Mentioning my year abroad in Adelaide has elicited more than a groan or two from Australians that are not native to South Australia.
“Adelaide,” whined a Sydney woman I met while she visited Boston, “is our most embarrassing city. It’s so tiny. Why would you have gone there when you could have gone to Sydney or Melbourne? Or up north to Queensland?”
South Australia’s neighbors to the east might have the upper hand when it comes to attracting tourists with iconic destinations like the Sydney Opera House, Whitsunday Islands, and Great Barrier Reef, but conveniently enough, the lack of tourists is part of what makes South Australia as beautiful and unique as it is. Sure, Adelaide’s club scene looks pretty tame compared to Sydney’s or Melbourne’s, and you won’t find too many celebrities jetting to the city for a weekend shopping spree, but there is something about the city, and the rest of the state for that matter, that you can relate to personally. There’s not a lot of glitz, the locals aren’t scrambling to cater to tourists in search of a cheap “Australian experience,” and it’s not a major hit on the backpacker route, which means what you get, for the most part, is the pure, unfiltered, Australian lifestyle.
It’s certainly the type of place you could fall in love with, or if you are lucky enough as I was, fall in love in.

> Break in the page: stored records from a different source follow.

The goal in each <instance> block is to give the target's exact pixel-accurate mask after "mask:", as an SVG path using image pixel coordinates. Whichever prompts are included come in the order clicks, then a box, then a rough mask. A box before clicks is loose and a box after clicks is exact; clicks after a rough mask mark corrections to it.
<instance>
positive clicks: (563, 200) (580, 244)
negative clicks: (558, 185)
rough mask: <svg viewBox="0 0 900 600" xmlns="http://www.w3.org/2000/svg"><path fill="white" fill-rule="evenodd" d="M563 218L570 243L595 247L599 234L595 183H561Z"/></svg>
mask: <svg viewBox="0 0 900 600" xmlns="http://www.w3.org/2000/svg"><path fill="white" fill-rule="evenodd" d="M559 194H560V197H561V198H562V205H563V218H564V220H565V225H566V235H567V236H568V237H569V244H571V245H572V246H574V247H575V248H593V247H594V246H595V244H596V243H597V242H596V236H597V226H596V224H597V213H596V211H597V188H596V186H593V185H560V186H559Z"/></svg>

I’d like to think the laid-back atmosphere and picturesque backdrop of South Australia played a role in the romance between me and my Canadian boyfriend, whom I met while we were both studying at the University of Adelaide.
So every time I hear an Aussie quipping about South Australia’s reputation for being the boring state, I can’t help but ask, “I guess you’ve never actually visited then, have you?”
Adelaide is fairly small, but is extremely accessible and inviting. The city is surrounded by parks on all four sides and is a host to hundreds of restaurants, outdoor cafes and wine bars. A day or two is all you need to stroll down Rundle Mall, the main shopping area, to get a fruit smoothie and take a picture in front of Adelaide’s iconic silver “balls;” have Thai noodles or a slow roasted steak on Gouger Street; walk the Torrens River running behind the University; catch a footy or cricket match, and clean the loose change from your wallet on dollar beer and champagne nights at the Duke of York Hotel on Currie Street.